Strategic shift in key objectives


When the employment service was established the key tasks were to stabilise the organisation and also to manage unprecedented unemployment levels without conflicts. However, a lot has changed in the past 10 years: the organisation has grown stronger, unemployment has declined, and the number of people in employment has grown perceptibly over the past few years. The economy has leapt onto a fast growth track, and a growing number of areas and companies are now facing a shortage of workforce. We have also found it increasingly hard to satisfy the growing demand for workforce with the supply of registered unemployed people, while motivating the long-term unemployed to work and making them employable have become testing tasks in their own right. The organisation has had to move gradually from distributing benefits, i.e. an administrative authority task, to using active measures to help people find their way back to the primary labour market, as well as to monitoring the efficiency of using public funds and to tracking the movement of funds.

In short, the strategy shift meant that our objectives became to promote employment growth, to make the unemployed employable, and to shorten the time spent without a job.

In order to achieve the above objectives, we have had to increase the role of the Public Employment Service and its participation in the entire labour market turnover, making sure that the workforce supply increasingly meets the requirements of a knowledge-based society in terms of qualifications. Our work must be done in such a way as to satisfy not only domestic demand but also the requirements posed by the approaching EU accession. We also fulfil our tasks according to the four pillars set out in the EU’s annual Employment Policy Guidelines. Of these pillars, most of the work is required by the pillar called Employability Improvement. In order to enhance employment we must handle the unemployed and inactive population in a special way, since we also need jobs geared to their skills. Obviously, we also have tasks related to the implementation of other EU requirements (pillars), above all supporting entrepreneurs and ensuring equal opportunities for women.

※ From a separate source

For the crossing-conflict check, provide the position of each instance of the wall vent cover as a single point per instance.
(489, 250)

We aim to expand our client base this year amidst a declining number of registered unemployed. We put a lot of emphasis on liaising with companies, identifying new vacancies, and on placing those already employed in better jobs. We endeavour to establish cooperation with the growing number of private placement and recruitment agencies. We cooperate with NGOs and foundations established for purposes of promoting employment. These organisations, by nature, may help the disadvantaged unemployed to find their way back to the labour market more effectively and more economically than the public employment service. This obviously does not mitigate our responsibility. We keep track of the disadvantaged people’s fate and the employment service helps them whenever necessary.

Concerning spending under the Labour Market Fund, the role of passive measures keeps decreasing year after year, and this process is accompanied by a consequent rise in active measures that help people re-enter the labour market. We intend to reinforce this process and make the scope of complex labour market programmes general as opposed to a focus on funding individual measures.



Taking the EU requirements into account


Based on preliminary discussions, our country is expected to become a full member of the EU in 2004. Therefore, we increasingly define our tasks in keeping with the guidelines around the four pillars approved by the EU. We are also mindful of the fact the European Commission highlighted the modernisation of public employment services in a dedicated communiqué in 1998. We are preparing for the absorption of the European Social Fund. Since this is only possible after our accession, we are developing pilot projects under the Phare programmes in the first place to help these preparations. Labour market retraining with a practical focus on employability improvement, and placement in jobs afterwards will play important roles in the actions planned under the projects. These projects are being implemented in the 2001-2003 timeframe in three regions of the country, including Northern Hungary, the Northern Plain and the Southern Plain. The competent Labour Centres are involved in the implementation process. The role of the Central Employment Office is to implement coordination and to disseminate good practice.